Nursing Diagnosis: Ineffective Individual Coping
Nursing interventions: Expected outcomes:
1. The nurse will assist the patient with a promotion of hygiene and appropriate living conditions that have been damaged due to parental neglect. It is necessary to assess the patients ability to move and desire to eat healthy food, be cleaned, and be properly treated. 1. The patient should share all important personal information and support the idea of contact with a nurse to choose a healthy diet, a high-quality care, and movements with the help of which it is possible to observe some changes in 1-2 weeks.
2. The nurse will talk to the patients parents in order to discuss the conditions under which the patient has to live every day. Regular care, treatment, communication, and support are required for the patient, and family members are the best sources of such type of support. 2. It is expected to improve communication with the patient family in 3-4 days. Parents have to learn how to take care of the child and spend much time with the patient. In one week, certain improvements in the relations between the patient and their parents and care provision can be obtained.

References

Beeckman, D., van Lancker, A., van Hecke, A., & Verhaeghe, S. (2014). A systematic review and meta-analysis of incontinence-associated dermatitis, incontinence, and moisture as risk factors for pressure ulcer development. Research in Nursing & Health, 37(3), 204-218.

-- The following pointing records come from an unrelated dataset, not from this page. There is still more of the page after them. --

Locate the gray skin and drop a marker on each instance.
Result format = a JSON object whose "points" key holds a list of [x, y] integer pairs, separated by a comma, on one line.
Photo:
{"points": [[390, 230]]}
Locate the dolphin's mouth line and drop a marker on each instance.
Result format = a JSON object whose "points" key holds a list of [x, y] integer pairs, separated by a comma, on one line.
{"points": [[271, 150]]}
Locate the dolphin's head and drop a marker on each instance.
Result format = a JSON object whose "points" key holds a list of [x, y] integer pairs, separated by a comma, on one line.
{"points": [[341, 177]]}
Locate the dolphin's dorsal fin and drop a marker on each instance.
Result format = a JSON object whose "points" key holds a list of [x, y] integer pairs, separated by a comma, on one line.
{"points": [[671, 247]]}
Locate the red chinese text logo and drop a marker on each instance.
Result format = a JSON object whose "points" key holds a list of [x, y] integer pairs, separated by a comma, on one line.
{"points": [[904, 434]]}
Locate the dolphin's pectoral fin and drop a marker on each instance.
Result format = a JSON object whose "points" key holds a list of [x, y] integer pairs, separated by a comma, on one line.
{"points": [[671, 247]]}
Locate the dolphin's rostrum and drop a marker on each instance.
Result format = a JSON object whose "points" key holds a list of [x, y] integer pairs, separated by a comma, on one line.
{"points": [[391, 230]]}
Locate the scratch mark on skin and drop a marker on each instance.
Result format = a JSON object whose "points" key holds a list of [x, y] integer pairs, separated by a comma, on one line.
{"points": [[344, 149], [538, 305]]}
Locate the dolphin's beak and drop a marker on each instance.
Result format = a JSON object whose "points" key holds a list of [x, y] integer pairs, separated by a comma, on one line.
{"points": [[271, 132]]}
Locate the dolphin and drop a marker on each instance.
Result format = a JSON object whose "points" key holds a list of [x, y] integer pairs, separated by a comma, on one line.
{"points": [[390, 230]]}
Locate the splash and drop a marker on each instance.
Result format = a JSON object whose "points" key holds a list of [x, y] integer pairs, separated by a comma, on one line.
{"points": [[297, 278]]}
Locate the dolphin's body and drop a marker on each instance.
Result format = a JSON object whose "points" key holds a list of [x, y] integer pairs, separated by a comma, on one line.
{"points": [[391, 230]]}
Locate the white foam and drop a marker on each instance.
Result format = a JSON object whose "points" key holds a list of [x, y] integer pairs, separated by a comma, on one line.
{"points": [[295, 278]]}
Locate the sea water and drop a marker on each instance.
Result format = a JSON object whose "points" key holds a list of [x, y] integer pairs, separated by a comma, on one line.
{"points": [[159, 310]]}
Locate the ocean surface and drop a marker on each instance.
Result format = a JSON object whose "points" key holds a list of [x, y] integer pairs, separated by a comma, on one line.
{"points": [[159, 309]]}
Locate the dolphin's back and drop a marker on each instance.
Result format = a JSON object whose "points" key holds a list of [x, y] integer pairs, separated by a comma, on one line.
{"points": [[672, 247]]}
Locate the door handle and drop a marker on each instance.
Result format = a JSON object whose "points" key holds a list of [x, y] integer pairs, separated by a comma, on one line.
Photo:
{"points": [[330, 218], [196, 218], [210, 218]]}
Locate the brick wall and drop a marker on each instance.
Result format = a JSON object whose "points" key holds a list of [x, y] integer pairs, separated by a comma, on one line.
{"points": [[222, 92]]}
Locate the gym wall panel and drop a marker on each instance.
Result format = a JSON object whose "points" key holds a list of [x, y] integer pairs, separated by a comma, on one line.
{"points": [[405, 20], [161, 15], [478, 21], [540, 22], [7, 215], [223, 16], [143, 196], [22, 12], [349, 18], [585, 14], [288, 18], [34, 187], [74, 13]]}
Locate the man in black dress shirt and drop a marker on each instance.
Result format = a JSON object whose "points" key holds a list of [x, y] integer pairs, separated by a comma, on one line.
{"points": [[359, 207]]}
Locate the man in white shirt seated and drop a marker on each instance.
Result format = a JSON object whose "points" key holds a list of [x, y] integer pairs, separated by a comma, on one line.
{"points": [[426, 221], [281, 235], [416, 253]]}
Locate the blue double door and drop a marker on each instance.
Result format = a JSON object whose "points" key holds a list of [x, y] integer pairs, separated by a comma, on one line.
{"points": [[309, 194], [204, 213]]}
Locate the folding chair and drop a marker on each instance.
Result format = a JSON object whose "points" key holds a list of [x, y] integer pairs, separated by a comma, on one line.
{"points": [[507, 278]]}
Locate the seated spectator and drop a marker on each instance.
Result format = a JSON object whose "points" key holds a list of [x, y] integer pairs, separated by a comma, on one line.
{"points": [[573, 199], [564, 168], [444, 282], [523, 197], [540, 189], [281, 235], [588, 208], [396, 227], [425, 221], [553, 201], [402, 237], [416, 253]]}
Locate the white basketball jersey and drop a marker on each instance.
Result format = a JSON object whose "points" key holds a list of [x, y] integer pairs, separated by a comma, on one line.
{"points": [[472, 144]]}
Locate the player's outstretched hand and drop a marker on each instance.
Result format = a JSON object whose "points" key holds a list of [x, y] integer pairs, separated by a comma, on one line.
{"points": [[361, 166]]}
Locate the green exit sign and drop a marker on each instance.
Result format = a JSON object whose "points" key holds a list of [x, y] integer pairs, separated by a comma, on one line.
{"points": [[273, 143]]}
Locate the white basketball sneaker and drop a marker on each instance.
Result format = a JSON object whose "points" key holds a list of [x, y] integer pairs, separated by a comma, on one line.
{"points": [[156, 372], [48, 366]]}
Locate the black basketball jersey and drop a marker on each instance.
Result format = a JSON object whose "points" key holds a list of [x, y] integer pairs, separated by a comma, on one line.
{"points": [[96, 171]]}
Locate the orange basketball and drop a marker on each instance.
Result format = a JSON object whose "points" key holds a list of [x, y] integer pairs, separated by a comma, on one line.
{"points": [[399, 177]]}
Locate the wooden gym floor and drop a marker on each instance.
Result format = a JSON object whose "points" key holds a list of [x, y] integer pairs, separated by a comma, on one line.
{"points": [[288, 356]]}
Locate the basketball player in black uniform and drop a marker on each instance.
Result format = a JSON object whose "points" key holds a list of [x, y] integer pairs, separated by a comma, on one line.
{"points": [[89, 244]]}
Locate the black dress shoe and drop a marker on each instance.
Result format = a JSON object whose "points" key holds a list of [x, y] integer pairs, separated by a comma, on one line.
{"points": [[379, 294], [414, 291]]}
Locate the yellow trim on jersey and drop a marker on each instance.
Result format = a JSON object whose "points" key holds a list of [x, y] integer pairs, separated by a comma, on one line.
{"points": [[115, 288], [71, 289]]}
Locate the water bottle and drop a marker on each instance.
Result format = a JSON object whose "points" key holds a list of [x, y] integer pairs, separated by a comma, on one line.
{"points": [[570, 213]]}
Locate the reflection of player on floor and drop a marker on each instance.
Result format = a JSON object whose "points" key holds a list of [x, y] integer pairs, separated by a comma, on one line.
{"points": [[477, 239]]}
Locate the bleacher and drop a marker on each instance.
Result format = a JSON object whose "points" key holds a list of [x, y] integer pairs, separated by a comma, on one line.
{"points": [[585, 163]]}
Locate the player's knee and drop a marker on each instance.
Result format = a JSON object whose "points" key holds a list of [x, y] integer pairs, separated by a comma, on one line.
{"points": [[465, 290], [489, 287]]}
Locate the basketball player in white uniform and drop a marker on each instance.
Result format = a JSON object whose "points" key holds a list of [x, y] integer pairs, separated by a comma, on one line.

Garcia-Fernandez, F.P., Agreda, J.J.S., Verdu, J., & Pancorbo-Hidalgo, P.L. (2014). A new theoretical model for the development of pressure ulcers and other dependence-related lesions. Journal of Nursing Scholarship, 46(1), 28-38.

Liao, F., Burns, S., & Jan, Y.K. (2013). Skin blood flow dynamics and its role in pressure ulcers. Journal of Tissue Viability, 22(2), 25-36.